Bébé, Ulysse mange peu, ne parle pas, ne pousse pas. Le verdict tombe : il est porteur d'un syndrome génétique. Sa mère Alice est déterminée à ce qu'il grandisse comme les autres enfants et à ce qu'il trouve sa place dans la société.
Dans ce film présenté vendredi 22 mai 2026 en clôture de la sélection « Un Certain Regard » au festival de Cannes, Elodie Bouchez, qui connaît Laetitia Masson et son fils de longue date, incarne Alice, et Stanislas Merhar le père, Vladimir, qui va s'échapper. Alphonse Roberts, fils de Laetitia Masson, joue Ulysse devenu adolescent.
Un devoir de transmission
Pour son neuvième long métrage, la cinéaste est allée puiser dans l'intime, ce qui était loin d'être une évidence. « C'est vraiment un film que je ne voulais pas faire. Le sujet ne m'intéressait pas comme cinéaste », explique-t-elle à l'AFP.

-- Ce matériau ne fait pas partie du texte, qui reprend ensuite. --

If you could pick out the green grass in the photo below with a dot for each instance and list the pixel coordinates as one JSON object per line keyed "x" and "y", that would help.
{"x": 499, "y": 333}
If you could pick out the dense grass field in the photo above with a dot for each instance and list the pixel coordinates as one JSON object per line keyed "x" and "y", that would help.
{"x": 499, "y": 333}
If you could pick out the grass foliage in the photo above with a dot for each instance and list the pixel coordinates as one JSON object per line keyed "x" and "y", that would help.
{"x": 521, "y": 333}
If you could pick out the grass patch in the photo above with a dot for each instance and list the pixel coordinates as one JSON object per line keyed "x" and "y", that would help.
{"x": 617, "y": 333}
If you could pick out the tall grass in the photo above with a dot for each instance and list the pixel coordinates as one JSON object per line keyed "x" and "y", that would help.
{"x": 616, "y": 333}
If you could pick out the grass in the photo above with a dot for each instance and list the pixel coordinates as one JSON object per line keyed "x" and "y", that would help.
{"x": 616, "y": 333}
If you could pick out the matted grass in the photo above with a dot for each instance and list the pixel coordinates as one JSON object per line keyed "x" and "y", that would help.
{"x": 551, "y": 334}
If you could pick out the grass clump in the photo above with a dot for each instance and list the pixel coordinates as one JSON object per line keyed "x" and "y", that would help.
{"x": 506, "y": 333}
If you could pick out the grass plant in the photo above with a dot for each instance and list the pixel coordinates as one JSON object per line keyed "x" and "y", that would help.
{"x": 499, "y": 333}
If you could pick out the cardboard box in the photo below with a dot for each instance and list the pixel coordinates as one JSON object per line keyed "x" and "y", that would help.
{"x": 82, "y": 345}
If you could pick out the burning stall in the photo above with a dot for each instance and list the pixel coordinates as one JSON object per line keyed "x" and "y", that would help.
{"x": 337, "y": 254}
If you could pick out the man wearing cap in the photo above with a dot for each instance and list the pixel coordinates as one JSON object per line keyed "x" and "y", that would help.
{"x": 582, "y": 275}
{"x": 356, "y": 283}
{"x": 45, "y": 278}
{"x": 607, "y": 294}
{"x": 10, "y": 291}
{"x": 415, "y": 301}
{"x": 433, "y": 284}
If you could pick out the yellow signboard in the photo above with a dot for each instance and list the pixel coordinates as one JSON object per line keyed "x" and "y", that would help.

Mais Laetitia Masson s'en est fait un devoir, une fois que son fils avait trouvé un emploi stable : ce film d'auto-fiction « peut éclairer peut-être le parcours d'autres personnes, et aider à réfléchir à cette question du handicap ».

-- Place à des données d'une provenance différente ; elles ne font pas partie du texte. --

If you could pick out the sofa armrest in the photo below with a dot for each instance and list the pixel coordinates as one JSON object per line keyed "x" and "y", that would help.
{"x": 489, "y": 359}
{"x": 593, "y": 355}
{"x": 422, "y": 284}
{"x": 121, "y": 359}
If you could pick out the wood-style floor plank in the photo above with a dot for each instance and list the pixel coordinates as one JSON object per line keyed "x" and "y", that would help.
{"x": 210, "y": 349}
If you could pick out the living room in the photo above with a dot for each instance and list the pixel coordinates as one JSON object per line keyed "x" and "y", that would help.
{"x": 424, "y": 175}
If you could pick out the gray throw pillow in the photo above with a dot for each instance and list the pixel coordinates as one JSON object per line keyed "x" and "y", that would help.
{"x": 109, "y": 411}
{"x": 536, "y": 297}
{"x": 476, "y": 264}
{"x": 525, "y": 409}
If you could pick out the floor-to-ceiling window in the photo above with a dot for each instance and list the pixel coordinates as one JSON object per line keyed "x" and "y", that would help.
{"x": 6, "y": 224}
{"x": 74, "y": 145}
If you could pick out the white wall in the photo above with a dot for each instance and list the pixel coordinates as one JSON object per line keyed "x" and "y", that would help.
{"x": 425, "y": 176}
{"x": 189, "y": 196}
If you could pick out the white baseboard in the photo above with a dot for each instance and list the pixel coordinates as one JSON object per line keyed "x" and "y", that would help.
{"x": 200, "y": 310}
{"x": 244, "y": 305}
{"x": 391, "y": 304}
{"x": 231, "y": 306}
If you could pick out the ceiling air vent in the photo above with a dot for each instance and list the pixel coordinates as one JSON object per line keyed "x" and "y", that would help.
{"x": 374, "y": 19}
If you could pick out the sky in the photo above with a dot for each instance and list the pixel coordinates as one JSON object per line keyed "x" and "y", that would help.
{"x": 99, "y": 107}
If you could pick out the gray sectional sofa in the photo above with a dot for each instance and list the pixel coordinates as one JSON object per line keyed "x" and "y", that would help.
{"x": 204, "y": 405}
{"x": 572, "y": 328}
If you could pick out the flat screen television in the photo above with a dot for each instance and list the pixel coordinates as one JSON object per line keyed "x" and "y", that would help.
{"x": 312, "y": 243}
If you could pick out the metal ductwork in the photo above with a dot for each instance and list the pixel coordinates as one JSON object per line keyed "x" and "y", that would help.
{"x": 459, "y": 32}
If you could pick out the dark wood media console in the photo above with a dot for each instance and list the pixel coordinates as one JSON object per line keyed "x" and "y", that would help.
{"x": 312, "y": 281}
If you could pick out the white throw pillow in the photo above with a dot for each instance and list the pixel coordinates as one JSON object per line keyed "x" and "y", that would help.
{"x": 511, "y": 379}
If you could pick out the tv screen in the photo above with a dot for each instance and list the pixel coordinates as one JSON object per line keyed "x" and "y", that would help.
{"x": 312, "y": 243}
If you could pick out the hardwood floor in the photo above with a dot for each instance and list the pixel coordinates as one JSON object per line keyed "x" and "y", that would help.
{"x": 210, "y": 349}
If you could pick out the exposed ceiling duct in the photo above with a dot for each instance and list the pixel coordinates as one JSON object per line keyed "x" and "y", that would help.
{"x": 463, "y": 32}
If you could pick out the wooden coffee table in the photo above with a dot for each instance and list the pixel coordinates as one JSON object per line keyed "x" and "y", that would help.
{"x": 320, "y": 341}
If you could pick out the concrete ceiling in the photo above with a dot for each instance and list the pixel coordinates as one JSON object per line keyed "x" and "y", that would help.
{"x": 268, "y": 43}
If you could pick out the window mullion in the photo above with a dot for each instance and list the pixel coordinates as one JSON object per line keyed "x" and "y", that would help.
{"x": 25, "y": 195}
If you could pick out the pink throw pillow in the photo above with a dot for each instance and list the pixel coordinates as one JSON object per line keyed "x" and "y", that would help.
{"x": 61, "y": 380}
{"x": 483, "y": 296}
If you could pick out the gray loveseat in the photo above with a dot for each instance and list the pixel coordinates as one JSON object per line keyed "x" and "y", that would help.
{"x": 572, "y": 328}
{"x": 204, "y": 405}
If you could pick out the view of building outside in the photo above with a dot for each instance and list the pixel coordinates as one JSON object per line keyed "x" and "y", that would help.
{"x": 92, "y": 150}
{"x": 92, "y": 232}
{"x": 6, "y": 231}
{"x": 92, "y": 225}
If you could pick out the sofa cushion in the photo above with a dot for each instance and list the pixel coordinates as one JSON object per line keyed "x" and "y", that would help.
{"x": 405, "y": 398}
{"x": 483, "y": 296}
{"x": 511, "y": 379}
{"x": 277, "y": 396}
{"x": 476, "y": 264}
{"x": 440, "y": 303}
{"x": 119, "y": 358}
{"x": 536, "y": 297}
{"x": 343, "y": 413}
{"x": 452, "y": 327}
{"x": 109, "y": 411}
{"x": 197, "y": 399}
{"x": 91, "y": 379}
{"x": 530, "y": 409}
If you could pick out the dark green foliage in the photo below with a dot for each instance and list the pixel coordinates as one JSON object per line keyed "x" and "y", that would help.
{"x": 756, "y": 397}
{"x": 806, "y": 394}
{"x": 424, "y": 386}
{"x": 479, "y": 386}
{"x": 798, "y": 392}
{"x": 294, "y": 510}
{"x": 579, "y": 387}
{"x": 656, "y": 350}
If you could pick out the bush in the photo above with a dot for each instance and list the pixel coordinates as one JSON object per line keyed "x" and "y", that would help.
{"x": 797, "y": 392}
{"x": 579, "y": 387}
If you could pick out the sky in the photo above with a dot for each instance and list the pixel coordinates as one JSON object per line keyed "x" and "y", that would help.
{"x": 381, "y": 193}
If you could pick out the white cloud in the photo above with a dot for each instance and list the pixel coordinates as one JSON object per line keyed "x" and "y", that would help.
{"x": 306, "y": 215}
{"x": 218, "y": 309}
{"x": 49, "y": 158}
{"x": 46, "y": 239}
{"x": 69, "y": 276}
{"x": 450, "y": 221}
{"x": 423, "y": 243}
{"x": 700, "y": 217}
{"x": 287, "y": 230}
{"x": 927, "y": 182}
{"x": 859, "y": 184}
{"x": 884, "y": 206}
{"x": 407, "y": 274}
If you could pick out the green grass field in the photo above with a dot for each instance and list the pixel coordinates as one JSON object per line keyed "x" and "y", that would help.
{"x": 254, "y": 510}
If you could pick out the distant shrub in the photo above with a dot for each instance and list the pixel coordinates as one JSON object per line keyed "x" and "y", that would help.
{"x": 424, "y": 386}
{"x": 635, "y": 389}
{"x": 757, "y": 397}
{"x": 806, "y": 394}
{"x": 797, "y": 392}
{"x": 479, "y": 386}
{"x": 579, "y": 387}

Pour Alice et son enfant, les rendez-vous médicaux et de rééducation s'enchaînent. La maman découvre les dédales administratifs et la sorte de hiérarchie faite entre les handicaps, qui bloque l'entrée dans des établissements spécialisés.
Mais entre les moments de lassitude ou de douleur, il y a toujours la lumière, la musique et l'amitié, en la personne de Laura, interprétée par Romane Bohringer. Alice trouve aussi du réconfort auprès d'Ahmad, joué par le rappeur Gringe.
Changer d'axe de regard
Ulysse est plutôt calme mais maladroit, à fleur de peau. Sa mère lui en demande-t-elle trop ?
« Il n'était pas du tout question de s'épancher sur les difficultés de cette femme et de son enfant » mais plutôt de montrer « quelle force l'anime et quelle grande croyance elle a d'être dans le vrai », expose Elodie Bouchez, que la caméra suit de près, de sentiment en sentiment.
Laetitia Masson relativise la portée de sa bataille personnelle : « Il ne s'agit pas de dire que tout peut se résoudre ». Mais « si on change d'axe de regard, on peut amener un certain nombre de personnes (handicapées) dans le vrai monde et ils pourront apporter à ce monde quelque chose de différent », martèle la réalisatrice.
En cela, « Ulysse » se veut un film « politique ». « Il interroge la société sur son incapacité à accueillir la moindre singularité, la moindre originalité », relève-t-elle.
Susciter l'émotion par l'identification
Cela reste un film, « on n'est pas dans la démonstration, pas dans l'explication », selon elle.
« Il y a quelque chose de l'identification dans le cinéma. Les spectateurs ont tendance à se projeter, autant que le film se projette à eux » et ainsi « il entraîne dans une émotion », souligne la figure du cinéma d'auteur français (« En avoir (ou pas) », « Pourquoi (pas) le Brésil »...).
Elodie Bouchez assure d'ailleurs avoir « toujours ressenti avant tout qu'on était en train de faire un film comme on aime les faire, comme on aime faire du cinéma ensemble ».
Avec « Ulysse », Laetitia Masson revient en sélection officielle à Cannes vingt-huit ans après « A Vendre », avec Sandrine Kiberlain, déjà dans la sélection « Un Certain Regard ».
« On avait des luttes très différentes... Maintenant j'ai deux enfants, j'avance dans la vie » et revenir ici « a pour moi beaucoup de sens parce que le film est d'une ligne plus claire que mes autres films, il est plus accessible », dit-elle, « on voit comme la vie modifie le cinéma et le cinéma modifie la vie ».